In the Lindemann mechanism for unimolecular reactions, we encounter several rate constants: \[k_1, k_{-1},\] and \[k_2.\] Each represents a step within the reaction mechanism.

• \(k_1\) is the rate constant for the forward reaction where the reactant forms an activated complex.
• \(k_{-1}\) is the constant for the reverse reaction, where the activated complex reverts back to the reactant.
• \(k_2\) is the rate at which the activated complex progresses to form the products.

The observable rate constant \(k_{uni}\) relates to these constants when examining how they translate to a first-order reaction at varying pressures. It's important for students to realize how intrinsic parameters like \(k_1, k_{-1},\) and \(k_2\) interplay with conditions like pressure to affect observed reaction kinetics.

Pressure Dependence

The rate at which unimolecular reactions occur can depend significantly on pressure, primarily because the concentration of a "bath gas" influences the formation of the activated complex.
In the Lindemann mechanism, pressure affects the stabilization of the activated complex. At high pressure, there are more collisions, increasing the chance of stabilizing the complex. Thus, the reaction mimics a first-order one, with \(k_{uni}\) reaching a maximum value related to \(k_1\).

• High pressures indicate a linear relationship between \(k_{uni}\) and the concentration of the bath gas.
• At low pressures, the rate of formation of the activated complex is still significant, but the activated complex doesn't efficiently proceed to product formation.

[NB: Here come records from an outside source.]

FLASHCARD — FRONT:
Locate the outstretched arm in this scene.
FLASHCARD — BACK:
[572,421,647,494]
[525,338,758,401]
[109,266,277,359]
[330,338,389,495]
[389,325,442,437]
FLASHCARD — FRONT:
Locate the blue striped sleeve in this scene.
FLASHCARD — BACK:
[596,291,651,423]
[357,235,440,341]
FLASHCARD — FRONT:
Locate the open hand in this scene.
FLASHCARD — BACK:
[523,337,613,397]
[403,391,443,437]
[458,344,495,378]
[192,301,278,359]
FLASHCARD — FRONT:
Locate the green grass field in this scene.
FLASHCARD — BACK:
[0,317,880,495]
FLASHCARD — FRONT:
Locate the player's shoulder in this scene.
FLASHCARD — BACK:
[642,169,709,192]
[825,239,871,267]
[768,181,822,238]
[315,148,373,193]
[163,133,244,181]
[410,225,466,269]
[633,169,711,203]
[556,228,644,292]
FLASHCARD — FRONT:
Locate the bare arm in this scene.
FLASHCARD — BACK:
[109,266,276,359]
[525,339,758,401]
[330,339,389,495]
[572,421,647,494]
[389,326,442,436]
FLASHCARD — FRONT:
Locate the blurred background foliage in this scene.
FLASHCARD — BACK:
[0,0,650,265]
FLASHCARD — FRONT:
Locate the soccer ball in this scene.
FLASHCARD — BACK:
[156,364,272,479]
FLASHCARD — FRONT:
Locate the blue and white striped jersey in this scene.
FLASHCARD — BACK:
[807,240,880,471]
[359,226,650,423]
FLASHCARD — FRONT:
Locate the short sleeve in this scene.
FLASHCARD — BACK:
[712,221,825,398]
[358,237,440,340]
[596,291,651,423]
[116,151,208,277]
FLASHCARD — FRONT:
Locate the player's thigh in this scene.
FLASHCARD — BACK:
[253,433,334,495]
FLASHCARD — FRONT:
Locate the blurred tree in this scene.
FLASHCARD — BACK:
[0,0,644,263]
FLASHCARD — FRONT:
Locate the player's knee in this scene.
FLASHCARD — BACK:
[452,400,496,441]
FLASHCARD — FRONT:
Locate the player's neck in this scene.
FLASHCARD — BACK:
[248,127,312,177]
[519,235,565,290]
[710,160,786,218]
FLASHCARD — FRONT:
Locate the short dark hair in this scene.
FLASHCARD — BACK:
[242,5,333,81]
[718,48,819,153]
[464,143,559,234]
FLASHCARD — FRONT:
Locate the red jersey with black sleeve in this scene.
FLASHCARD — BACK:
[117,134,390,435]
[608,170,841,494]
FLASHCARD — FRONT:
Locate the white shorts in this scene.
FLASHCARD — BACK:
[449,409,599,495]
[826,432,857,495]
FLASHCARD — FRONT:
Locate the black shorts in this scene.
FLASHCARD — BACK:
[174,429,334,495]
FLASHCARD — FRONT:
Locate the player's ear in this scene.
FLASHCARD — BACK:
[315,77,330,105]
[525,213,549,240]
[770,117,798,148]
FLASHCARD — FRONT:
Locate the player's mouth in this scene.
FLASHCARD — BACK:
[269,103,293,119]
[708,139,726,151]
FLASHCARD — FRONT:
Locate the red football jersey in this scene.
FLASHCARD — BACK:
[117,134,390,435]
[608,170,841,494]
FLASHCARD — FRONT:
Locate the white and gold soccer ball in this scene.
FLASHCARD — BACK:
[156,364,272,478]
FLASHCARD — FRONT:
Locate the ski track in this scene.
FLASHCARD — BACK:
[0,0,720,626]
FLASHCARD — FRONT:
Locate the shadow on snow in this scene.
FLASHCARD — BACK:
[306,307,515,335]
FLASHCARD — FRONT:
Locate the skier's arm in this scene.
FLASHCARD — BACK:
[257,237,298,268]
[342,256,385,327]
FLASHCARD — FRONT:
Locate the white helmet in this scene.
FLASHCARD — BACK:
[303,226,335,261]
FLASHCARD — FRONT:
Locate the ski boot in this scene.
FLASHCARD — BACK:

Students should observe that the apparent rate constant \(k_{uni}\) varies with pressure, a hallmark of unimolecular reactions governed by the Lindemann mechanism.

Activated Complex

The activated complex is a critical concept in understanding the kinetics of unimolecular reactions, especially within the framework of the Lindemann mechanism.
The notion of an activated complex reflects a transient species that forms during the reaction's conversion from reactants to products. It's the high-energy state achieved when sufficient energy has been accumulated in the molecule due to collisions.
In the isomerization of cyclobutane to butylene, the activated complex symbolizes the energy threshold the molecule crosses before rearranging into the product. Crucially, it is the formation and stability of this activated complex that determine the overall rate of the reaction. While the activated complex only exists fleetingly, its formation is an essential step in understanding how energy is transferred into the system and how reactions are able to overcome the activation energy barriers effectively.